Preferential Allotment Norms Set For Change

New Delhi, June 29: | Updated: Jun 30 2002, 05:30am hrs
The department of company affairs (DCA) is in talks with the Securities and Exchange Board of India (Sebi) for amending pricing and other norms governing preferential allotment of shares by companies.

The department is seriously reviewing the current Sebi pricing mechanism and introducing a valuation system for preferential allotment after several irregularities were found in such allotments. The valuation will be done by an individual valuer, DCA secretary Vinod Dhall said on the sidelines of National Accounting Convention organised by the Associated Chambers of Commerce and Industry of India (Assocham) on Saturday.

We have held preliminary discussion with Sebi on this issue. Sebi pricing norms stipulate the average price of last six months or last 15 days, whichever is higher. This leaves a lot of room for price manipulation and we need to amend the preferential allotment pricing norms, Mr Dhall said.

The changes being proposed also include determining to whom the allotment is made by corporates.

Preferential allotments were allowed to enable promoters to induct any new shareholder without the major expense of a public issue. But we have come across instances where such allotments have been made at prices significantly lower than prevailing market prices, not to shareholders but to brokers.

He said such allotments generally lead to a nexus between broker and company promoters so that the two can manipulate prices in the stock market.

DCA is also in the process of devising norms for audit committees of companies so that these become more responsible and effective internal bodies.

We need to increase the penalties imposed for accounting irregularities, and have greater powers to inspect and prosecute where necessary.

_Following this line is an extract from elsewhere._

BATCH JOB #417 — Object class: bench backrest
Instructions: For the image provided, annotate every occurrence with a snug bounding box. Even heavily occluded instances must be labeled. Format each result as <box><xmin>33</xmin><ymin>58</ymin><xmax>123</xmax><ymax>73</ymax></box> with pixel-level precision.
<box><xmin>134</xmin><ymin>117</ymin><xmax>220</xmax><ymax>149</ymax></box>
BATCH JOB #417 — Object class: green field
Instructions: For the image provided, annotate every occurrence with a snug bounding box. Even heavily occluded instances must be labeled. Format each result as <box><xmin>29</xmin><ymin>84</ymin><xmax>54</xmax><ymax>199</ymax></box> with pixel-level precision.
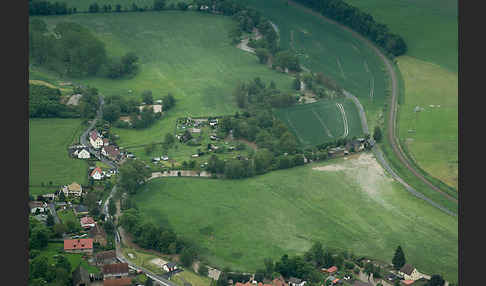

These amendments need to be made in the Companies Act and we have begun consultations in this regard, he said.

Also on the anvil is random inspection of balance sheets being filed with the registrar of companies (ROC) to ensure that the disclosures made are adequate and accurate.

Besides, Mr Dhall said, the department is also examining the proposal whether it should be made binding on auditors to send accounting qualifications, if any, first to respective ROCs so that the latter can act immediately.